From: Henri Sivonen <hsivonen@iki.fi>
Date: Tue, 14 Mar 2006 11:35:52 +0200
Message-ID: <139664D0-2D7C-47A1-94FD-A34DA1671E46@iki.fi>
On Mar 14, 2006, at 10:03, Peter Karlsson wrote:

> Henri Sivonen on 2006-03-11:
>
>>>> I think it would be beneficial to additionally stipulate that
>>>> 1. The meta element-based character encoding information  
>>>> declaration is expected to work only if the Basic Latin range of  
>>>> characters maps to the same bytes as in the US-ASCII encoding.
>>> Is this realistic? I'm not really familiar enough with character  
>>> encodings to say if this is what happens in general.
>> I suppose it is realistic. See below.
>
> Yes, for most encodings, the US-ASCII range is the same, and if you  
> restrict it a bit further (the "INVARIANT" charset in RFC 1345), it  
> covers most of the ambiguous encodings.

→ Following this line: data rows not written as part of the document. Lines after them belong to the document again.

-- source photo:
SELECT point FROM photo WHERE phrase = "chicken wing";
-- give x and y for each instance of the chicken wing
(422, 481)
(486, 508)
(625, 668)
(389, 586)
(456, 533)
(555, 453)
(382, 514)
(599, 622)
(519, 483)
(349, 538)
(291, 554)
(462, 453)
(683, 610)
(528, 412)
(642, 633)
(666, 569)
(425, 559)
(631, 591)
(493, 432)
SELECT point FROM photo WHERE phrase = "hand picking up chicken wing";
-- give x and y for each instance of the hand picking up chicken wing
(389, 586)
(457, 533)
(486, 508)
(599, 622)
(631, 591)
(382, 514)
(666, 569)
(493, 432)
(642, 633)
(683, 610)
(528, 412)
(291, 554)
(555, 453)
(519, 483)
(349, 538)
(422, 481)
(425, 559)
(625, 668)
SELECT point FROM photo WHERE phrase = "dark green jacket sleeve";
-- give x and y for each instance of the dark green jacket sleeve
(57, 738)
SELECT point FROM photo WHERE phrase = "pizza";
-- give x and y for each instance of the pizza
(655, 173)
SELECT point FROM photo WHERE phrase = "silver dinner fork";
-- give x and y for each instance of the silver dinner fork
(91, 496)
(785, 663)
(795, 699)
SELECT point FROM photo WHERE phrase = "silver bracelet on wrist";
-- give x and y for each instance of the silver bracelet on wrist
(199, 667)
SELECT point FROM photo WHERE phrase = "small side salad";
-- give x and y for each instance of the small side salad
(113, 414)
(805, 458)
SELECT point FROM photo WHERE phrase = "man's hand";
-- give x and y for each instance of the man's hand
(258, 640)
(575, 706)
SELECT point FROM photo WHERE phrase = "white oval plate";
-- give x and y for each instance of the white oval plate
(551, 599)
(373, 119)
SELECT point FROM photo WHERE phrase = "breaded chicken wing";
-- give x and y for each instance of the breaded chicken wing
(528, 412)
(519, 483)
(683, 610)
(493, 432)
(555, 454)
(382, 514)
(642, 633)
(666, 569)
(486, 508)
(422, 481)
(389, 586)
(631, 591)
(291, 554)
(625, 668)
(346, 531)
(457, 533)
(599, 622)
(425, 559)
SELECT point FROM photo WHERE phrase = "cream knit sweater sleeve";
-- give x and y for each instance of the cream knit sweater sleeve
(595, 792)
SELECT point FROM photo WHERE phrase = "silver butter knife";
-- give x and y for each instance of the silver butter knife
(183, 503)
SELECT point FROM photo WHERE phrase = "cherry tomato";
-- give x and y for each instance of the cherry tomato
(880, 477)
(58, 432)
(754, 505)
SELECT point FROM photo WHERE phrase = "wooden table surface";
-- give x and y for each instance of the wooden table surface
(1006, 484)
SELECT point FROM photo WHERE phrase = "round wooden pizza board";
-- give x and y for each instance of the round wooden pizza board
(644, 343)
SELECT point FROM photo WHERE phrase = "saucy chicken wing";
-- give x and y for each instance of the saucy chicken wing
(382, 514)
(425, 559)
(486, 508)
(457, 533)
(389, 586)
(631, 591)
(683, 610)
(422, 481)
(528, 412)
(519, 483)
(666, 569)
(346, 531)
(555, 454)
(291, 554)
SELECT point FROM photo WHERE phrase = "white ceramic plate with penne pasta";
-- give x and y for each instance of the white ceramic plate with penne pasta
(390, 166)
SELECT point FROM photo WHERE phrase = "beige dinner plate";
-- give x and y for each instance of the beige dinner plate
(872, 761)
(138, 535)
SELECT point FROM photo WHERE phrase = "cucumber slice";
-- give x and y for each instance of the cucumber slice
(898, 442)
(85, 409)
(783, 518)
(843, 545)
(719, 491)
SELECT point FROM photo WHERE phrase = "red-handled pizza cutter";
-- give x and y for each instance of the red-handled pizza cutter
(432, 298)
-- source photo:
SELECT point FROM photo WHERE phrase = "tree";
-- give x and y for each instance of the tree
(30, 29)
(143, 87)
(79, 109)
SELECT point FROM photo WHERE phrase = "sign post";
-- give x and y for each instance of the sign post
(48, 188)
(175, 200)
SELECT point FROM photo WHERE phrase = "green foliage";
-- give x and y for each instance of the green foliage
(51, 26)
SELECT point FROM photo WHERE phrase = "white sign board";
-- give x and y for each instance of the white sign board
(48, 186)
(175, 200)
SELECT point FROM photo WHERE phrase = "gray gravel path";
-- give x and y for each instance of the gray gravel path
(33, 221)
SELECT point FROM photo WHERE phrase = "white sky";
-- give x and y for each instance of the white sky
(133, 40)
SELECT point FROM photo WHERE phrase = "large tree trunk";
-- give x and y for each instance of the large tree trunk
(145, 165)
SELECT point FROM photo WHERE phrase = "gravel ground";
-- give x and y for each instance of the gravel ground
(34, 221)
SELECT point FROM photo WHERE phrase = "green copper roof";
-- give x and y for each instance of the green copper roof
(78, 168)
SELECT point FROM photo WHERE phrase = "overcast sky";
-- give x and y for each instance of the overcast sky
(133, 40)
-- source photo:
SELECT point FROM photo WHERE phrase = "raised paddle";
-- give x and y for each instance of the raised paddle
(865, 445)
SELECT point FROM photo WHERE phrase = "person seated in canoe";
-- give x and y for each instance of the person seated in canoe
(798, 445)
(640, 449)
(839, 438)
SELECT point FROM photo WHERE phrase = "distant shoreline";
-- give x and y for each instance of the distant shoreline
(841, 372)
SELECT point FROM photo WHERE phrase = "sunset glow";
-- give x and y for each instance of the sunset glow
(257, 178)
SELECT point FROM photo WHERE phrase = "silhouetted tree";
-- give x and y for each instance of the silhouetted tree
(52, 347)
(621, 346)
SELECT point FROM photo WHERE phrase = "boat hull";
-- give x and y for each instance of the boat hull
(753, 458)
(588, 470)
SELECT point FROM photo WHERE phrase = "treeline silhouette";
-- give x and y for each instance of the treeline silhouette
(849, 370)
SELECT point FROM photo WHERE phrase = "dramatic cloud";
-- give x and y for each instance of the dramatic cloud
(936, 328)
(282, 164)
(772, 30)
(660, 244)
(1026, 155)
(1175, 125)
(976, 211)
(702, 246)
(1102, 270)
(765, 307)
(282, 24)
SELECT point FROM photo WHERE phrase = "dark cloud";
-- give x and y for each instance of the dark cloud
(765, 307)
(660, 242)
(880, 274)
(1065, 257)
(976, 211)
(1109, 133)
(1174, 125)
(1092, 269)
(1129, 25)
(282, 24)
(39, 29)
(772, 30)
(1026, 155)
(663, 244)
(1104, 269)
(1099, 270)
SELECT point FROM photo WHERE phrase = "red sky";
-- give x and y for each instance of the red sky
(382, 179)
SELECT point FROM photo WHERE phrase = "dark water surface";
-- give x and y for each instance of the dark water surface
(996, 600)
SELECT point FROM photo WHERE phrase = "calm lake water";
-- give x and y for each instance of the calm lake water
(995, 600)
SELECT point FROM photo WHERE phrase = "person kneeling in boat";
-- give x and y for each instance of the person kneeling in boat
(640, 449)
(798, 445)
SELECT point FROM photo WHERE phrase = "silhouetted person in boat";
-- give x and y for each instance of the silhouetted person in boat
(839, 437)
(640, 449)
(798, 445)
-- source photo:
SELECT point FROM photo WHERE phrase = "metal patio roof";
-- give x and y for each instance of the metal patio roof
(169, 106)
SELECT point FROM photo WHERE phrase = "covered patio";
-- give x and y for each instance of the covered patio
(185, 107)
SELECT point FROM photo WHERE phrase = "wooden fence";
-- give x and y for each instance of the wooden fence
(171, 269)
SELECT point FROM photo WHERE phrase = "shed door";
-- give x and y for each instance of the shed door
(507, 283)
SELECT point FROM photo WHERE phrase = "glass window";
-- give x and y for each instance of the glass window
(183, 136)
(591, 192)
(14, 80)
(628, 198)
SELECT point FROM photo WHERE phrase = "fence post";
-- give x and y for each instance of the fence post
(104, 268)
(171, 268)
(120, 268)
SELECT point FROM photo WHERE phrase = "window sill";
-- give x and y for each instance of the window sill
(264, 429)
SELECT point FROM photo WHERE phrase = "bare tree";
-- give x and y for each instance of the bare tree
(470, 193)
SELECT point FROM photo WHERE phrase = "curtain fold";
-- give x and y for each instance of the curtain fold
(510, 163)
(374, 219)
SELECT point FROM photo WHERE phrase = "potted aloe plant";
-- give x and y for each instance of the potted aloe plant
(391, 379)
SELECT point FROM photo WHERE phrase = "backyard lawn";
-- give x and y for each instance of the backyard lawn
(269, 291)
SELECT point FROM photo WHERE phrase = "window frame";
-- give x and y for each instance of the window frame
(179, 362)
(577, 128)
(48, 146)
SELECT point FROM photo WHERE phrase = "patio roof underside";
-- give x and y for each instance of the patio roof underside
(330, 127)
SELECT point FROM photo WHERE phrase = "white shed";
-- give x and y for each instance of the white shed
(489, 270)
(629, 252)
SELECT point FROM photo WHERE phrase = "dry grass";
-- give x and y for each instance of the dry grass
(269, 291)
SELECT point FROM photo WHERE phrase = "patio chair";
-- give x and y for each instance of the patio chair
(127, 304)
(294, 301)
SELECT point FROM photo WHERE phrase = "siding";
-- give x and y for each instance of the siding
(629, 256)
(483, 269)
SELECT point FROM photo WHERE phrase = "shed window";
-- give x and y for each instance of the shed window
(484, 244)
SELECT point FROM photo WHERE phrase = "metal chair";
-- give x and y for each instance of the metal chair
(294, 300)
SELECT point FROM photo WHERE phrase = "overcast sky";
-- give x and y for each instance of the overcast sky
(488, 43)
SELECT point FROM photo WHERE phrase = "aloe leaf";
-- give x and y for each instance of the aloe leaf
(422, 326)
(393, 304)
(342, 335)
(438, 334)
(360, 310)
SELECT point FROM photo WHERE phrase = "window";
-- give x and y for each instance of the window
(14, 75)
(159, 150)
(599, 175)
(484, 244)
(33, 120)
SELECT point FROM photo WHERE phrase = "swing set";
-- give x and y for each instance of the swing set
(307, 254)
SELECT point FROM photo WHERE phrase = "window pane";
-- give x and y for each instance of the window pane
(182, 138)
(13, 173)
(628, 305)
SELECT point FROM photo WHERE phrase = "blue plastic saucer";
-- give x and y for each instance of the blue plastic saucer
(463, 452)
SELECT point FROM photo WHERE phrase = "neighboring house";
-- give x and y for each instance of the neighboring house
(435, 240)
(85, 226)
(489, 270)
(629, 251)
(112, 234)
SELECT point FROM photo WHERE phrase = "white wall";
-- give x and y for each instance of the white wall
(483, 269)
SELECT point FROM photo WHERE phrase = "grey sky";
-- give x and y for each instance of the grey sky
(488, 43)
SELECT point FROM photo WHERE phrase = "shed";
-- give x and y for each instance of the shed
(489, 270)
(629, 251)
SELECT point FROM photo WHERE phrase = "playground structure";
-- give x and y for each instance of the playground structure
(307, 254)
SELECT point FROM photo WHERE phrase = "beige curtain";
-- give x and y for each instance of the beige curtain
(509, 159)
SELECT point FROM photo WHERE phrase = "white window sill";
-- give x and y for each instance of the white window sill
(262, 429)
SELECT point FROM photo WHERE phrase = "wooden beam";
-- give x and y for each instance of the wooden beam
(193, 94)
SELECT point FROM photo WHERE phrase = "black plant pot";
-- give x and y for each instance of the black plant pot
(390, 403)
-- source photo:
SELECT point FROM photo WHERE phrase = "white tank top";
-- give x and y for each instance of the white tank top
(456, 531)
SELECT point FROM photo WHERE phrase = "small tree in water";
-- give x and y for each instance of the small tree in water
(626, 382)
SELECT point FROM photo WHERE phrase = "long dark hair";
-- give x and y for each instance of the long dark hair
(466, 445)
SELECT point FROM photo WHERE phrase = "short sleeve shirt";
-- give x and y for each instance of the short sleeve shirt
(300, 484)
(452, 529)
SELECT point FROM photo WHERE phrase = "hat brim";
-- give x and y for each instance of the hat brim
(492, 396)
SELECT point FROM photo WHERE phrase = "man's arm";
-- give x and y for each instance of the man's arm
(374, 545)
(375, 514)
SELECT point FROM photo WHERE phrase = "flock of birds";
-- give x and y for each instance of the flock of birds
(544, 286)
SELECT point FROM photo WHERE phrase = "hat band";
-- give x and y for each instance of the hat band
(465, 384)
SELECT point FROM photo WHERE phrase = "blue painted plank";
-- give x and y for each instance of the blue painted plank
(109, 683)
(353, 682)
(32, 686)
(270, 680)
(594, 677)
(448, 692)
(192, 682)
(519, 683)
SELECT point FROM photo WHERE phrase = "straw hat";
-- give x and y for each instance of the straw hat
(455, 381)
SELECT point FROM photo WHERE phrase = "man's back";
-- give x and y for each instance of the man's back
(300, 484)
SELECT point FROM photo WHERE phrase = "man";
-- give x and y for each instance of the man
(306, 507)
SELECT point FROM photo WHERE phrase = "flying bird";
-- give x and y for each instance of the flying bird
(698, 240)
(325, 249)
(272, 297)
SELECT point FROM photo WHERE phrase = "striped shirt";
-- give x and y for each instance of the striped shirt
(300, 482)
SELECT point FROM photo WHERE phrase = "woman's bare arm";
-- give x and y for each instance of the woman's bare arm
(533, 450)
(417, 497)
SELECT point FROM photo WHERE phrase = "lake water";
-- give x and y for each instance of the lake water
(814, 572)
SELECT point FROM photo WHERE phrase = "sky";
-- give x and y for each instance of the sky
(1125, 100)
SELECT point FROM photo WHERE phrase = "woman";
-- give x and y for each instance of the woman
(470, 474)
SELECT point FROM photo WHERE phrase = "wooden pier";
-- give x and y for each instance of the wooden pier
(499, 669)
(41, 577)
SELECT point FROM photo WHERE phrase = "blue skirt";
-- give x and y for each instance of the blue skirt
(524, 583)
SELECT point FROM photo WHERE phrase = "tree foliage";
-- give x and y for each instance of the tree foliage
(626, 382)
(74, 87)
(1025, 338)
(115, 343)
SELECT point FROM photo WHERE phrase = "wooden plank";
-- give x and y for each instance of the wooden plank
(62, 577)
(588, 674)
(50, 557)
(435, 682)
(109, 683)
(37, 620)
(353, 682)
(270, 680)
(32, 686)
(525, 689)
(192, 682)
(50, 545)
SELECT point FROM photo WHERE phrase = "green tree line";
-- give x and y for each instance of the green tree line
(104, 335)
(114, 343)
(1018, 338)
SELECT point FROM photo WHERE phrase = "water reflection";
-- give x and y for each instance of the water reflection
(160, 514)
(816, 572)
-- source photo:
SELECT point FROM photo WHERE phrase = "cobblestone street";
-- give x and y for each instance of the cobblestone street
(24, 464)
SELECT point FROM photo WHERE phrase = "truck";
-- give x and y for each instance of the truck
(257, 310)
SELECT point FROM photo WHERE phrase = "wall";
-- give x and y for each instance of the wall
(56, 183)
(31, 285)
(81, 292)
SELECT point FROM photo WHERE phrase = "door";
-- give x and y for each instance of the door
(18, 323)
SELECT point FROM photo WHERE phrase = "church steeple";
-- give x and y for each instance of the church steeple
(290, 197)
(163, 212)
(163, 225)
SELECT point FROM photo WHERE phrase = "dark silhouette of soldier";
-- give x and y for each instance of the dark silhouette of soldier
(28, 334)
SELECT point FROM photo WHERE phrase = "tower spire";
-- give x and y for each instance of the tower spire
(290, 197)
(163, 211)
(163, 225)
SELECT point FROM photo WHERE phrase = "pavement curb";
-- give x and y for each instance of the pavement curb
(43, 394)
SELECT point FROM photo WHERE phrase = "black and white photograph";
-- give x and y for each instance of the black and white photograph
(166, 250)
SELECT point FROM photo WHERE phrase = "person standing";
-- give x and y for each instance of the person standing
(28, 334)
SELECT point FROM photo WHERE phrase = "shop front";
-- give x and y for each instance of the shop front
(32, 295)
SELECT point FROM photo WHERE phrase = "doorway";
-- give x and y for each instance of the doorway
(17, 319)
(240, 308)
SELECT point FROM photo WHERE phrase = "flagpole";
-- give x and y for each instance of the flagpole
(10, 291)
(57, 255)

It appears that the INVARIANT charset is not designed to be invariant  
under different Web-relevant encodings (e.g. stateful Asian encodings  
that use ESC and VISCII that assigns printable characters to the  
control range). Rather, the INVARIANT charset seems to be designed to  
be invariant under the various national variants of ISO-646, which  
used to be relevant to email until ten years ago but luckily have  
never been relevant to the Web.

(BTW, how Web-relevant is VISCII, really?)

>> Interestingly, transcoding proxies tend to be brought up by  
>> residents of Western Europe, North America or the Commonwealth. I  
>> have never seen a Russion person living in Russia or a Japanese  
>> person living in Japan talk about transcoding proxies in any  
>> online or offline discussion. That's why I doubt the importance of  
>> transcoding proxies.
>
> Transcoding is very popular, especially in Russia.

In *proxies* *today*? What's the point considering that browsers have  
supported the Cyrillic encoding soup *and* UTF-8 for years?

How could proxies properly transcode form submissions coming back  
without messing everything up spectacularly?

> With mod_charset in Apache it will (AFAICT) use the information in  
> the <meta> of the document to determine the source encoding and  
> then transcode it to an encoding it believes the client can handle  
> (based on browser sniffing).

I am aware of the Russian Apache project. A glance at the English  
docs suggests it is not reading the meta. In any case, Russian Apache  
is designed as a transcoding origin server--not a proxy.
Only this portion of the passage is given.